Since Rocha’s death, CCWP has reported that at least 22 people in CIW have been placed on suicide watch for attempting suicide or stating that they felt suicidal.

Mariposa, who asked to go by her stage name, is one of those 22 placed on suicide watch. She is the co-author of the one-woman play Mariposa and the Saint about her own time in solitary. She was also Rocha’s cellmate and fiancée. After Rocha was found hanging in their shared cell, Mariposa was immediately placed in suicide watch, where she was not allowed regular visits, phone calls, or mail. She was, however, allowed a legal visit with CCWP, but, advocates told Rewire, kept in a treatment cage the entire time.

Those inside the prison report that the lack of programs and activities contributes to the feeling of hopelessness. “People have way too much time to think and be in their heads,” wrote another woman at CIW to Rewire one month before Rocha’s death. “A lot of us are only hanging on by hope alone. In a hopeless place, most don’t make it.”

Krista Stone-Manista noted that CDCR is working on new policies and procedures to move people who need more care or longer-term care to inpatient care rather than keeping them inside the prisons, which are often inadequately staffed with mental health professionals.
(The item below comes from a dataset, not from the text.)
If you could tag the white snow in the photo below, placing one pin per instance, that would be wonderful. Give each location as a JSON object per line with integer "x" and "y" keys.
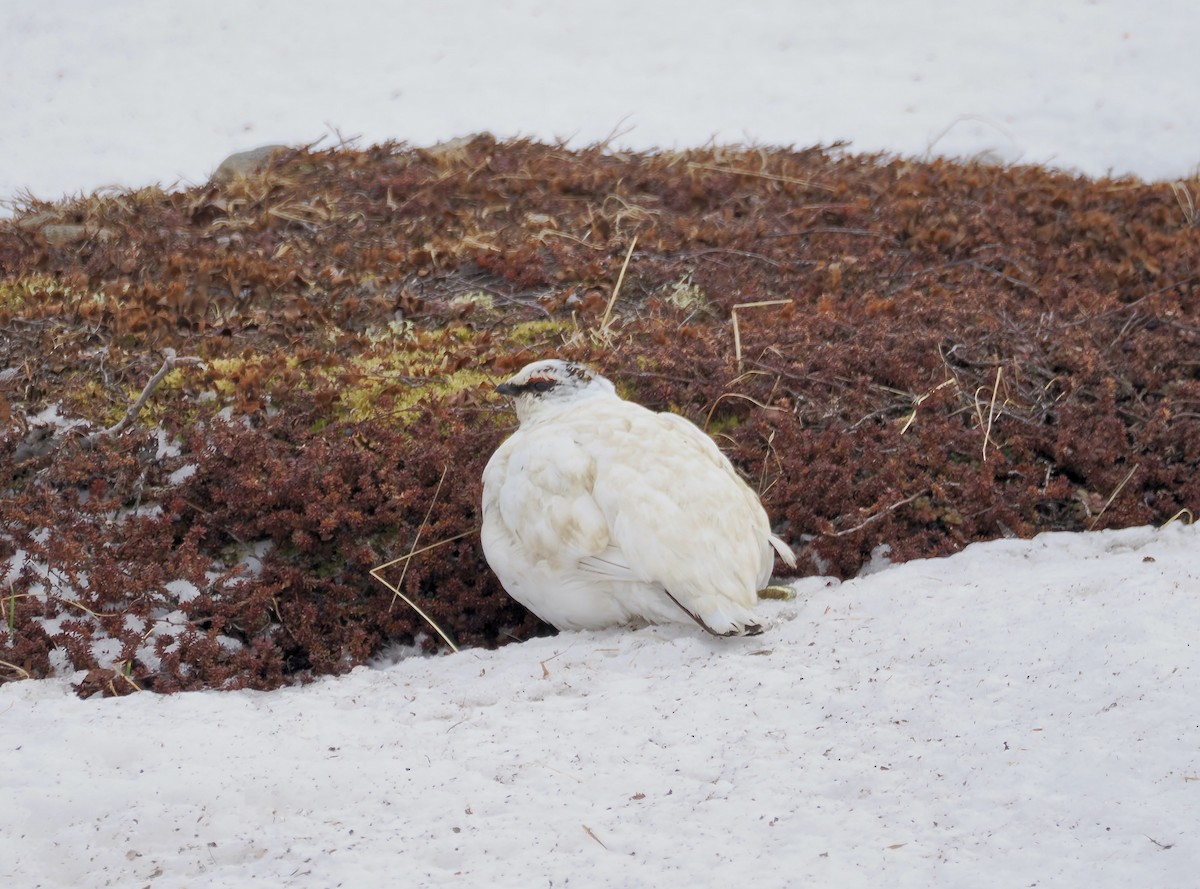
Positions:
{"x": 141, "y": 91}
{"x": 1021, "y": 713}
She also pointed to CDCR’s reduction of the use of solitary confinement, noting that studies have shown the damage to mental health and that suicides and suicide attempts often occur in segregation. In addition, she says, CDCR is working on how to respond to reports of suicidal thoughts before they become attempts or actual suicides.

All of these efforts are too late for Rocha. “When I get out, I want you to take me to the park,” Reza remembered her stepdaughter telling her and her sisters during one visit. “I want to play on the swings and the slide and run in the grass.”

Reza plans to honor that wish. “After her cremation, we’re going to have a reception in the park,” she said. “We’re going to put her on the swings.”